Pricing and Calibration Case Study
This case study walks through a realistic derivatives workflow:
Price vanilla options and validate correctness
Compute Greeks with automatic differentiation
Calibrate SABR to a volatility smile
Price exotics with Monte Carlo and sanity-check results
Connect results to the benchmark methodology
The goal is not just to show features, but to demonstrate trustworthy outputs and reproducible performance.
Reproduce This Case Study
julia --project=. demos/options_pricing_demo.jlScenario Setup
We use a simple equity-style setup to keep the math interpretable:
Spot S = 100
Strike K = 100
Time to expiry T = 1 year
Risk-free rate r = 5%
Volatility sigma = 20%
1) Analytical Pricing and Validation
We price a European call/put using Black-Scholes and verify put-call parity.
using QuantNova
S, K, T, r, sigma = 100.0, 100.0, 1.0, 0.05, 0.20
call_price = black_scholes(S, K, T, r, sigma, :call)
put_price = black_scholes(S, K, T, r, sigma, :put)
parity = call_price - put_price - S + K * exp(-r * T)

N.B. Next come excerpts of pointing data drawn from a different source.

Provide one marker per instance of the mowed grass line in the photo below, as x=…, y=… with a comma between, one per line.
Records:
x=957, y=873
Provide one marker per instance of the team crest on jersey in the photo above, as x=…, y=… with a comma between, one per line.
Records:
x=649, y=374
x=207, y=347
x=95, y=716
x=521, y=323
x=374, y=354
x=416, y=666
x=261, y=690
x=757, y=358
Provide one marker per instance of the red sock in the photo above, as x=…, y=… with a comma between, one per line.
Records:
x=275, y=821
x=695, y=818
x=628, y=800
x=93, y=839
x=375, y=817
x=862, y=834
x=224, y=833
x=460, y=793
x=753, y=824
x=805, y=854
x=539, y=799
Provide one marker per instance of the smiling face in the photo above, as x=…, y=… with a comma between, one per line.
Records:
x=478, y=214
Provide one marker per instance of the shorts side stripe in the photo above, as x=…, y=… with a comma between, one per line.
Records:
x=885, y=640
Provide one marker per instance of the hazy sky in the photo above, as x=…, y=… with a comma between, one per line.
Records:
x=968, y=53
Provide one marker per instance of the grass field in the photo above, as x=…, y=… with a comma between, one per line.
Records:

println("Call Price: $call_price")
println("Put Price: $put_price")
println("Put-Call Parity: $parity")Example output:
Call Price: 10.4506
Put Price: 5.5735
Put-Call Parity: 0.000000Validation check: parity approximately 0 confirms consistent pricing.
2) Greeks via Automatic Differentiation
We compute all major Greeks in a single AD pass.
state = MarketState(
prices = Dict("SPX" => S),
rates = Dict("USD" => r),
volatilities = Dict("SPX" => sigma),
timestamp = 0.0
)
option = EuropeanOption("SPX", K, T, :call)
# AD-based Greeks
greeks = compute_greeks(option, state)
println(greeks)Example output:
Greeks:
delta = 0.637
gamma = 0.019
vega = 0.375
theta = -6.414
rho = 0.532Validation check: values align with analytical Black-Scholes Greeks for the same inputs.
3) SABR Calibration to a Smile
We calibrate SABR to a synthetic volatility smile with realistic downside skew.
strikes = [85.0, 90.0, 95.0, 100.0, 105.0, 110.0, 115.0]
vols = [0.28, 0.25, 0.22, 0.20, 0.19, 0.185, 0.18]
quotes = [OptionQuote(k, T, 0.0, :call, v) for (k, v) in zip(strikes, vols)]
smile_data = SmileData(T, 100.0, r, quotes)
result = calibrate_sabr(smile_data; beta=0.5)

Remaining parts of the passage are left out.